Farther along the road there was an enterprise that called itself "Just Rust." A long, low shed was jammed with rusty artifacts that spilled over into the front yard: bed frames, parts of sewing machines, plows, broken tools, folding metal chairs, wash boilers, scythes, bathtubs, bird cages, bed pans, frying pans, wheelbarrows . . .
Next came a streetscene that might have been the set for a low-budget Hollywood western: crude buildings of weathered wood, spaced haphazardly along the road and connected with wooden sidewalks. Yet, even in this ramshackle environment the hand of an artist was evident in the signs painted on barnwood. The first was a parody of small-town hospitality: WELCOME TO POTATO COVE . . . POPULATION 0. Similar signs nailed to the buildings identified the shops of Otto the Potter, Vance the Village Smith, and specialists in woodcraft, leather goods, hand-dipped candles, baskets, and the like. There was wit in some of the signs. The chair caner called his shop The Bottom Line.
Among the visitors who walked up and down the wooden sidewalks there were townspeople wearing Saturday casuals and doing a little shopping, as well as tourists in shorts and sandals, gawking and snapping pictures. Qwilleran followed a few who were walking briskly toward a shed behind Otto's pottery.
"What's going on?" he asked one of them.
"Kiln opening," was the hurried answer.
In the shed, lighted by sunshine streaming through holes in the rusted metal roof, twenty or more bystanders were watching eagerly as a soft-spoken man in a canvas apron removed pots from a large oven, holding them up one by one. "This is my new decorated platter," he said modestly. "And this is a weed holder with the new glaze I've been working on."
Responses shot out from the onlookers: "I'll take it... Let me see that one up close . . . Do you have three more like that plate? . . . Oh! That's a pretty one! . . . I'll take that, Otto."

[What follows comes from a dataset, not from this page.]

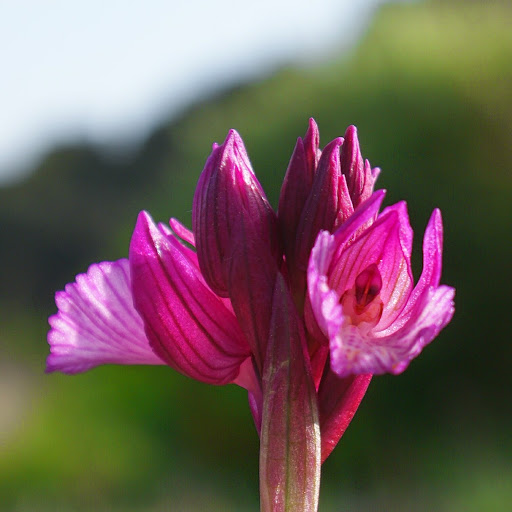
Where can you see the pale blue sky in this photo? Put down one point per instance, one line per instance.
(107, 70)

The potter continued his commentary in a quiet monotone. "The ones closer to the fire may have some variation m color . . . This bowl's imperfect. It got a little too hot and started bloating. Like we say, the kiln giveth and the kiln taketh away. Here's one of my new pitchers with pine tree decoration."
"I'll take that!" said a man in the back row, and the pitcher was passed over the heads of the others. In a low voice he said to his companion, "I can sell it in my shop for three times the price."
Qwilleran noticed that men in designer shirts and gold jewelry and women in pastel pants suits and expensive cologne were grabbing four-dollar mugs and seven-dollar candleholders, handmade and signed by the potter. He himself found a mug with a handle that accommodated his fingers comfortably, and when he learned it was one-tenth the price of the cats' commode, he bought four. At last the kiln was emptied, and a groan of disappointment went up from the audience.